The epigraph at the beginning of Beth Ann Fennelly's new collection of poetry is from Lu Chi's Wen Fu, The Art of Writing: "What follows is only what can be said in words."

Much of our lives is difficult to put into words, to express, and therefore often remains "unmentionable." Except from Fennelly's wonderfully defiant pen.

Three years ago, her second volume of poems was embraced by a large audience. Tender Hooks was both tender and raw as it primarily examined new motherhood, a condition she considers "a surfeit of happiness, a glass-smooth pond/just begging for a stone."

Perhaps some of those stones are to be found in the pages of Unmentionables: an old boyfriend, a trusting husband, a growing daughter, a new son.

Unmentionables comprises four sections of thematically related poems alternating with three longer sequences. Some of the connected poems are wickedly playful. "First Warm Day in a College Town" is so magnificently subversive that the only way to respond to it is with a knowing grin:

here they are, the boys without shirts,
how fleet of foot, how cute their buns, I have made it
again, it is spring.

Other poems examine the conflict between the profession of motherhood and the profession of poet:

O you sneaky ...
something-o-phile ...
I rummage
but the word
is nowhere no
where in my diaper bag

The three longer sequences are as wondrous as the other sections.

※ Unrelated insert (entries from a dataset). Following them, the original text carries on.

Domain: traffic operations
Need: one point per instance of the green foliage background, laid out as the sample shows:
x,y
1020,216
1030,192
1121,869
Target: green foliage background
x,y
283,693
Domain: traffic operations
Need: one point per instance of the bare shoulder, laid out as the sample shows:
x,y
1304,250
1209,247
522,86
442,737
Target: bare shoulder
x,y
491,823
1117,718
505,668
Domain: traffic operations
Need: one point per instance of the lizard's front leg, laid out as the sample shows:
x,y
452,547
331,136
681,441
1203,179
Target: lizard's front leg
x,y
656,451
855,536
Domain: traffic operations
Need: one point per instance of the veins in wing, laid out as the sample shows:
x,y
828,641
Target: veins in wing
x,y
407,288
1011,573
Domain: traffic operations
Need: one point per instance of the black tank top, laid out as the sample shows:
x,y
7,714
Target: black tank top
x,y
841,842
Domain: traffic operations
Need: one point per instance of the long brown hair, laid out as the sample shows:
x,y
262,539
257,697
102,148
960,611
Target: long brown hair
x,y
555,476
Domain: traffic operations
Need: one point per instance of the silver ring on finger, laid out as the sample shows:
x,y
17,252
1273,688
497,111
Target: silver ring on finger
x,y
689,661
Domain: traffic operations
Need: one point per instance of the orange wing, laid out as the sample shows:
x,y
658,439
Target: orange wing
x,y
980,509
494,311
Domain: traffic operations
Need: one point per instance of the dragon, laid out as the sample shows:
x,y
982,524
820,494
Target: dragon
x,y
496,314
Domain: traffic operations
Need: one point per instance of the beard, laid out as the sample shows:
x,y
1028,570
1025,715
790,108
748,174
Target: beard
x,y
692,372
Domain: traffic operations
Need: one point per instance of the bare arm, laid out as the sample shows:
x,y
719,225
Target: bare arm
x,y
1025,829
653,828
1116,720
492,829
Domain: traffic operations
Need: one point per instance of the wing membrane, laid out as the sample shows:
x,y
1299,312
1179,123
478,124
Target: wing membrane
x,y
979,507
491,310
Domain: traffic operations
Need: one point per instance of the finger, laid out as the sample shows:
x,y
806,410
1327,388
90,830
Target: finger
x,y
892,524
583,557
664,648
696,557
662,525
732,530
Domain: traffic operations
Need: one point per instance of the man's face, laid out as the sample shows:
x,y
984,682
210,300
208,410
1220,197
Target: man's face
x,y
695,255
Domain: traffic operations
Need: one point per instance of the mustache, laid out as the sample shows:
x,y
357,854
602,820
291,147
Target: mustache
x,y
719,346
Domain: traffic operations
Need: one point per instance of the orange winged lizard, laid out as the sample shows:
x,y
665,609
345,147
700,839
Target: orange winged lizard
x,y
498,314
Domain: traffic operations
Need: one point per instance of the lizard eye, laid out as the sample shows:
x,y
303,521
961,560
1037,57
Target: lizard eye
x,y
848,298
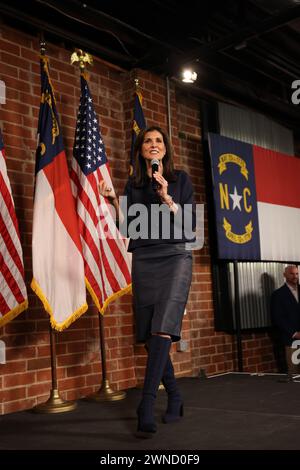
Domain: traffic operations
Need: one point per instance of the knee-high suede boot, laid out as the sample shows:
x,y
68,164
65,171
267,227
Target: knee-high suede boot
x,y
158,353
175,402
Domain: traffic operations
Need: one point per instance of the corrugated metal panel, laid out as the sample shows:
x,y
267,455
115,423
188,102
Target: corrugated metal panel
x,y
254,128
256,280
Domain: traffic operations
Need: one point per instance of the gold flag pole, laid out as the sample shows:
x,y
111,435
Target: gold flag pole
x,y
54,404
105,393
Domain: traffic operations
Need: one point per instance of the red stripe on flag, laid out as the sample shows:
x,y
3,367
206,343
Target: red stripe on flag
x,y
58,176
10,246
9,203
277,177
10,280
4,308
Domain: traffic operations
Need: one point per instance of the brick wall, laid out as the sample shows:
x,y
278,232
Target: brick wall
x,y
25,379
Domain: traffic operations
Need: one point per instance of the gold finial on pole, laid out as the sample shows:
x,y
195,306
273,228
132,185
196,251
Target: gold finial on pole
x,y
42,44
82,57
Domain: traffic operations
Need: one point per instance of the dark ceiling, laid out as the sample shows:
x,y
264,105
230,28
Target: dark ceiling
x,y
244,51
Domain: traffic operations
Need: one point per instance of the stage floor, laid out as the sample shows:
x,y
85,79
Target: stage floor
x,y
227,412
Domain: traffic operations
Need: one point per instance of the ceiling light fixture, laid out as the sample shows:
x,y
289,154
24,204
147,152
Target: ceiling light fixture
x,y
188,76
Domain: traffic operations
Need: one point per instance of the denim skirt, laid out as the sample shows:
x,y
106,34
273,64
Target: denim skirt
x,y
161,279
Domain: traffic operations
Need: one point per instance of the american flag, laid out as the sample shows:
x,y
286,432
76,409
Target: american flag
x,y
13,294
58,268
107,263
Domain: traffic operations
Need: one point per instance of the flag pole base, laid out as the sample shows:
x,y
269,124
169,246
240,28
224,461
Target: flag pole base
x,y
105,393
55,404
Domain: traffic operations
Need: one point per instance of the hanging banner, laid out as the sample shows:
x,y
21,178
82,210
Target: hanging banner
x,y
257,201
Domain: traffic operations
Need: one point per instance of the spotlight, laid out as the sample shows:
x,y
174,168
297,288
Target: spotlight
x,y
188,76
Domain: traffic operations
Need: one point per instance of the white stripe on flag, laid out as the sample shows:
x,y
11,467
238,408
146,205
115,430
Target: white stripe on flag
x,y
273,221
57,263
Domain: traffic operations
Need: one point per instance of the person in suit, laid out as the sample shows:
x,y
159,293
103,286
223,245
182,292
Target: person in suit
x,y
285,313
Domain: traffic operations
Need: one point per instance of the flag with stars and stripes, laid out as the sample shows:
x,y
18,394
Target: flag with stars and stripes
x,y
58,268
13,294
107,263
139,123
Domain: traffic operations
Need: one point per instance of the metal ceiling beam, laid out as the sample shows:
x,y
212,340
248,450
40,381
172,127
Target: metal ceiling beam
x,y
62,34
273,22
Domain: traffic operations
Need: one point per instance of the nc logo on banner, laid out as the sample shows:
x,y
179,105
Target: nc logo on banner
x,y
235,198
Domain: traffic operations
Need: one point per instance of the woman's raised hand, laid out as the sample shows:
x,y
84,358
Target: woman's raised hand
x,y
106,190
162,190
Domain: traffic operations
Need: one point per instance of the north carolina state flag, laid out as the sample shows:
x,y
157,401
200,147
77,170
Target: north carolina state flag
x,y
257,201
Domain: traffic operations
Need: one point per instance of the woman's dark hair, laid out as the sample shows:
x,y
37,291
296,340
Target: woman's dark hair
x,y
140,176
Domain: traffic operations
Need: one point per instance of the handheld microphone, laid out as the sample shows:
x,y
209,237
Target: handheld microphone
x,y
154,165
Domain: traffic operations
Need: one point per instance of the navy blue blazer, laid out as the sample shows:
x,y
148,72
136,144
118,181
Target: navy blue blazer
x,y
285,313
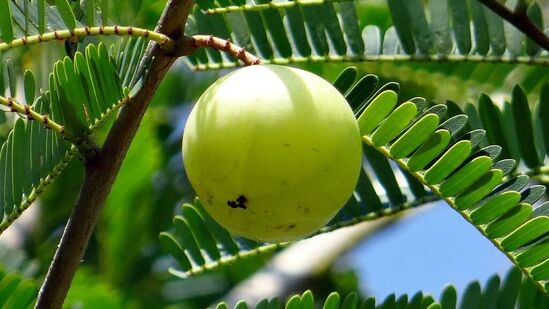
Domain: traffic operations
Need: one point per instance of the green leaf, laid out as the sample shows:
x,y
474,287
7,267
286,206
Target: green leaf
x,y
345,79
541,272
510,289
420,28
448,299
478,190
471,296
531,230
460,23
495,207
524,127
360,95
403,25
466,176
440,27
427,152
293,303
90,12
66,13
414,137
307,300
201,234
448,162
170,244
376,111
509,221
496,32
350,301
399,119
187,240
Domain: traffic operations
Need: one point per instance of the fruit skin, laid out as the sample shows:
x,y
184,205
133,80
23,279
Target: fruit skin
x,y
273,152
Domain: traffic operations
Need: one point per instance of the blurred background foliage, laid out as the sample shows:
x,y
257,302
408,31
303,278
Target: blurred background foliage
x,y
124,265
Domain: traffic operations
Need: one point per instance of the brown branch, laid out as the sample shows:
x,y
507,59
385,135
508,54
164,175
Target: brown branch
x,y
520,20
102,171
225,46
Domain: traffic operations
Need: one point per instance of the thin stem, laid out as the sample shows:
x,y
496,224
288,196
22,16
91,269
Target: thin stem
x,y
102,171
536,61
31,114
165,42
520,20
225,46
38,189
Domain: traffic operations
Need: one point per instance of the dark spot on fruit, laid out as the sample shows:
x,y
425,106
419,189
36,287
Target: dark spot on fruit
x,y
239,203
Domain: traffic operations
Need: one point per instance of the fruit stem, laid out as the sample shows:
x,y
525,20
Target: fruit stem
x,y
225,46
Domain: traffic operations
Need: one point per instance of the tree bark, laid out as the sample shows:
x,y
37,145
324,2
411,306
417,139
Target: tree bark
x,y
101,172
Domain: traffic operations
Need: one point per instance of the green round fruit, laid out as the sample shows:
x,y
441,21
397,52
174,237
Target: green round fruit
x,y
273,152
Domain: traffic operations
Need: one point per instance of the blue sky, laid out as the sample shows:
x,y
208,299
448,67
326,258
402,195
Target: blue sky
x,y
425,252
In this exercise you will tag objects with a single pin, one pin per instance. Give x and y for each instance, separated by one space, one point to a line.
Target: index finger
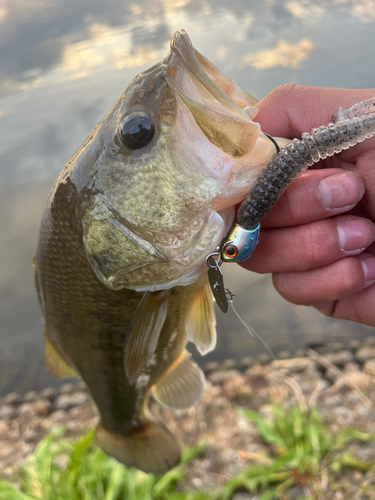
290 110
315 195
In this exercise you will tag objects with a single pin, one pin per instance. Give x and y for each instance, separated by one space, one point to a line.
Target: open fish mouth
222 121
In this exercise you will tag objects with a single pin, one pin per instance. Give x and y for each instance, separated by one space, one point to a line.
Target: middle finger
310 246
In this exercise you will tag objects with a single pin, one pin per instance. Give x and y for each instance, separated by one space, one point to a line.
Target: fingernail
368 266
355 234
341 190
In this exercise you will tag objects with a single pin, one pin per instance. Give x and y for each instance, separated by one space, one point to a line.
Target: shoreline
339 382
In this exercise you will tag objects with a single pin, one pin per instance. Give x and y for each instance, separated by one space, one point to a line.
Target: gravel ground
340 382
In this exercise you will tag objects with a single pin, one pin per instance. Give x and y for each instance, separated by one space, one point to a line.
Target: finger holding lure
347 128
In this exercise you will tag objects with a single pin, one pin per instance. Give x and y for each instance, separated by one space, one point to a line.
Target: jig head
239 243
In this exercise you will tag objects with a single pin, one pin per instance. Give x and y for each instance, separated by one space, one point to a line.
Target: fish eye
137 131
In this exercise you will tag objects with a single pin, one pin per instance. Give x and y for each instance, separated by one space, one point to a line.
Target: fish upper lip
182 49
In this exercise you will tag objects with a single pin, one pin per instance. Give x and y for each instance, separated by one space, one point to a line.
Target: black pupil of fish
138 132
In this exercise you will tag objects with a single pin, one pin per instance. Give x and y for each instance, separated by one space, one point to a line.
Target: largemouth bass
120 264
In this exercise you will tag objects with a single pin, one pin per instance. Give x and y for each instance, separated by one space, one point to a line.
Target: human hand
317 241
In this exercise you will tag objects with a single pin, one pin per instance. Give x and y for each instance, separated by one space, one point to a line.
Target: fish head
171 159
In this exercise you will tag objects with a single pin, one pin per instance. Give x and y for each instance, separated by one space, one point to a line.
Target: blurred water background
63 63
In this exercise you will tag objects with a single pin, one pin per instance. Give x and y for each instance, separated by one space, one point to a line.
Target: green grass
65 470
299 451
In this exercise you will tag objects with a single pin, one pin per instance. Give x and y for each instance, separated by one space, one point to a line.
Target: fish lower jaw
186 279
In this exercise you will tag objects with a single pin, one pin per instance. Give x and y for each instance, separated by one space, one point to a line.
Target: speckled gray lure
298 155
347 128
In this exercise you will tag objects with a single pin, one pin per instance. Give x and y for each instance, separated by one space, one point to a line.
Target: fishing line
251 330
285 375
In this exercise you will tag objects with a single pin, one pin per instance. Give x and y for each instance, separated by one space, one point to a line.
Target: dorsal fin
182 385
201 322
145 328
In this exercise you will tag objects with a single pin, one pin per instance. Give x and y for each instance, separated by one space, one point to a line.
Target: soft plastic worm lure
348 128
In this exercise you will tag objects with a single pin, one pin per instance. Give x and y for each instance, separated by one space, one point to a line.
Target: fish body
120 264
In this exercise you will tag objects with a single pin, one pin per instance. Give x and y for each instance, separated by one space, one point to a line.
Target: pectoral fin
145 328
182 385
201 322
55 363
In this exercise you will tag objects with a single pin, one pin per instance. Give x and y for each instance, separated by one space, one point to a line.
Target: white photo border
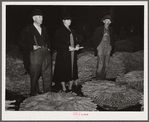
56 115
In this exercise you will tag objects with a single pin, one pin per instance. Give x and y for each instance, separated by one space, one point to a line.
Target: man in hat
103 40
34 39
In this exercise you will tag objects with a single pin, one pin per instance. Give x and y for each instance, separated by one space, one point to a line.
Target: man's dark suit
40 59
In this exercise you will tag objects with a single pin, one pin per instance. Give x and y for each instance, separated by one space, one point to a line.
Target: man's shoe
25 73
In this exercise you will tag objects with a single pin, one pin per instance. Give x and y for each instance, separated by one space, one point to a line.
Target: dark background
85 18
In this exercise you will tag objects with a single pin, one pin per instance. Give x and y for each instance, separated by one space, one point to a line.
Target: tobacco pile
86 66
134 79
57 102
109 95
124 46
15 82
116 66
134 61
122 62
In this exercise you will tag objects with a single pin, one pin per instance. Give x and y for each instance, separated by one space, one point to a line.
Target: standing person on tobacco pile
66 61
103 41
34 38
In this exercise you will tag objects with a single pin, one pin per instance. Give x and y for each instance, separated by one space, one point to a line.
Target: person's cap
106 17
36 12
66 16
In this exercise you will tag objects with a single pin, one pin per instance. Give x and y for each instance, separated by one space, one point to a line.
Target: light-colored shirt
39 29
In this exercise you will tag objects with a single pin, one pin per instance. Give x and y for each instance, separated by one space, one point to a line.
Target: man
103 41
34 39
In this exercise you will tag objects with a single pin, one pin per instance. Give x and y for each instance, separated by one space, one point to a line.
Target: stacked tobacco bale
111 96
122 62
15 82
57 102
124 46
116 66
137 41
134 61
134 79
86 66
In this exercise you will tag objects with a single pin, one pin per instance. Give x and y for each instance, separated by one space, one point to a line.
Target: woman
104 42
66 61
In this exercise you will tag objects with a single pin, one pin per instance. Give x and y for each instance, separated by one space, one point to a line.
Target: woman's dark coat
62 71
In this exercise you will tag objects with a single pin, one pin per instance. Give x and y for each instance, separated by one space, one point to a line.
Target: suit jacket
98 35
27 40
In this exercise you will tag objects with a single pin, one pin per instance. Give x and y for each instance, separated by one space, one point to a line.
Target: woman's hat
36 12
66 16
106 17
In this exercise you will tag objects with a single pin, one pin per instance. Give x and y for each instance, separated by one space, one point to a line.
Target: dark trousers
26 59
40 66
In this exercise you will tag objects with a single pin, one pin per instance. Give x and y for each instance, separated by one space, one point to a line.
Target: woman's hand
71 48
77 47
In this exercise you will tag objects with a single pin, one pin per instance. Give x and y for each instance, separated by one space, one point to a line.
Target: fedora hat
66 16
36 12
106 17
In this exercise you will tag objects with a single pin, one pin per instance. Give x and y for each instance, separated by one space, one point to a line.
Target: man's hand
8 103
71 48
77 47
35 47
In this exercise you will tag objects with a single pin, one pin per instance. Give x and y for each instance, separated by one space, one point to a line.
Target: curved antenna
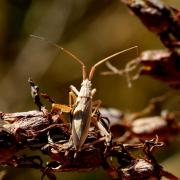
66 51
93 68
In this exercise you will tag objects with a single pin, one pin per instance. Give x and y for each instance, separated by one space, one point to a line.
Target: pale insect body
83 106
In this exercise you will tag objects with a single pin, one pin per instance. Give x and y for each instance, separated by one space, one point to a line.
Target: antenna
93 68
65 51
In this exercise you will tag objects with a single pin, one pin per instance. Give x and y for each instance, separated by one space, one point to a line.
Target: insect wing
81 122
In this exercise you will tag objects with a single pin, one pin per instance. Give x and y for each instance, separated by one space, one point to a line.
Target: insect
83 107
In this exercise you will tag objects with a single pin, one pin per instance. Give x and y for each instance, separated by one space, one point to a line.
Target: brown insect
83 107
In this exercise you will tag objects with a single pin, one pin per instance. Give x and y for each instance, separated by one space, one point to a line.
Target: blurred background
91 30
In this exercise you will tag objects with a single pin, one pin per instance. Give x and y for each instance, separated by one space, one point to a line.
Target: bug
83 108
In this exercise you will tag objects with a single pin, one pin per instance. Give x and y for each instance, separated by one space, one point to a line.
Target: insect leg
95 104
72 98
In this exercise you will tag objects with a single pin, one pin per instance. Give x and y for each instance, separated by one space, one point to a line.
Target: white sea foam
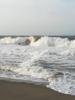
40 60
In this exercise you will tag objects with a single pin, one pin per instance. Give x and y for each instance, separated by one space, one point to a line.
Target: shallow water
47 61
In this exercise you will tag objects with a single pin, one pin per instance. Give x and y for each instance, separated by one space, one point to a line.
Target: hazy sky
37 17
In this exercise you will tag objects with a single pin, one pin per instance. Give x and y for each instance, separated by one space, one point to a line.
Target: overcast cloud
37 17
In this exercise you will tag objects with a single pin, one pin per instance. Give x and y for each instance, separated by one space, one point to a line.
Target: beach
27 91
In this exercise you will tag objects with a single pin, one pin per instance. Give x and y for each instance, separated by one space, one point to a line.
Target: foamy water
47 60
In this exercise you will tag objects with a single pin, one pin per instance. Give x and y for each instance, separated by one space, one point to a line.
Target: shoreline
27 91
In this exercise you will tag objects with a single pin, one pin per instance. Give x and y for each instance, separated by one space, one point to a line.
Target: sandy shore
24 91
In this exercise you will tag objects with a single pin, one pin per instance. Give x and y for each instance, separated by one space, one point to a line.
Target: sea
48 61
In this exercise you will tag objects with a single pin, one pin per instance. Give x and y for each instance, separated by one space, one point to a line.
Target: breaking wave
42 41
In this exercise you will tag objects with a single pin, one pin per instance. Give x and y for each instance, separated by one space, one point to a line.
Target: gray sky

One is 15 dream songs in the fashion of John Berryman.

Another is an exquisite portrait, in 15 "Colorplates," of the life of French Impressionist Bertha Morisot, whose work was overshadowed by that of the better-known male painters of the period.

But the sequence that captures our attention is surely "The Kudzu Chronicles," in which Fennelly audaciously connects herself, the Illinois expatriate, to kudzu, the Japanese invader. Both plant and poet have taken to Mississippi; their kinship is authentic:

Then let the kudzu blanket me,
for I always loved the heat,
and let its hands rub out my name,
for I always loved affection.

Beth Ann Fennelly, quite simply, makes us want to read poetry again. Her genuine gift is in snatching poetry from its often rarefied heights and making it accessible and vibrant.

She takes us by the hand and moves us fearlessly through unexpected places — and we are grateful to have been invited on the journey.

Steven Whitton is a professor of English at Jacksonville State University.